The difference between "everything is O(1)" and "you're not allowed to use O" is pretty minor anyway.

Either way it takes a lot of very useful analysis and throws it out the window because a particular branch of math was being too pedantic about needing infinity.

Use big O anyway. It works fine. It's a good tool even within the limits of real machines. If you're not abusing it on purpose, it tells you useful information in the exact same way that the pure math version does.


> That I use Big O to analyze time and not operations is important.

This is why we have benchmarks and big-O for different things. If we care about cache level sizes and the constant factors, use benchmarks with increasing orders of magnitde.

Or if preferring to remain abstract, model N as the bits of memory so that the access cost goes up with increasing N. To represent specific cache level sizes and latencies use benchmarks everyone will understand.
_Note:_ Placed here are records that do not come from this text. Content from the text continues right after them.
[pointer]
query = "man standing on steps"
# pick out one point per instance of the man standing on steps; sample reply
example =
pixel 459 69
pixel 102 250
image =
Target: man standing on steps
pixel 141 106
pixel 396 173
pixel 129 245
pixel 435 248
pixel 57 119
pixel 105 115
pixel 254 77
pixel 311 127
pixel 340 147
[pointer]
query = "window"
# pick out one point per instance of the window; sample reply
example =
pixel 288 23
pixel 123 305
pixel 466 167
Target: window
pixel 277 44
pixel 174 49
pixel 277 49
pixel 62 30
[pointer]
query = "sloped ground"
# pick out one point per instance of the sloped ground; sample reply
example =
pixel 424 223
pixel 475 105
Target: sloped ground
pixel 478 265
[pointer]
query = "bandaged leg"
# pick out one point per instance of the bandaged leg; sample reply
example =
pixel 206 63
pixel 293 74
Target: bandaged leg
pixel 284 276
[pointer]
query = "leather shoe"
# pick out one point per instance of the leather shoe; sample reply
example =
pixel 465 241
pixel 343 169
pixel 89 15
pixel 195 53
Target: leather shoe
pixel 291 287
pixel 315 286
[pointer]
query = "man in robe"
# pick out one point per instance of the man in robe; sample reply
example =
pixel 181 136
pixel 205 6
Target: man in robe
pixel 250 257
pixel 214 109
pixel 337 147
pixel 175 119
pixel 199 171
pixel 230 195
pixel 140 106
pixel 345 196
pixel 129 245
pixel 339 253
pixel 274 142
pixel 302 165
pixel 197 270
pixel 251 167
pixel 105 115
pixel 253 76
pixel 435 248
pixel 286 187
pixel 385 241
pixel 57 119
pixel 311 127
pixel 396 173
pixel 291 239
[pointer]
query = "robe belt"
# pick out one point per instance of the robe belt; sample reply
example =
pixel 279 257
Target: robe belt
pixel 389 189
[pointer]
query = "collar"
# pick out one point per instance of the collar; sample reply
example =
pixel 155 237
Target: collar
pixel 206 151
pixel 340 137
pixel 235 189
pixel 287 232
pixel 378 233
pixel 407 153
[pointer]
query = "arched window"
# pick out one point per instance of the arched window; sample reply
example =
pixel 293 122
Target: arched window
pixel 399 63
I mean, big O comes from that particular branch of math. The whole point of it -- even in CS -- is it's asymptotic analysis. (It's also been long criticized in CS for this deficiency. Usually it's the hidden constant factor, but the minimum problem size before it's relevant is an issue too!)

It's fine colloquially misusing big O to mean something like "for usual inputs, the running time is roughly this function", but you can't then in the same breath say all practical algorithms are technically O(1), because that's just not true in the technical sense (and it's useless or at least inaccurate in the colloquial one).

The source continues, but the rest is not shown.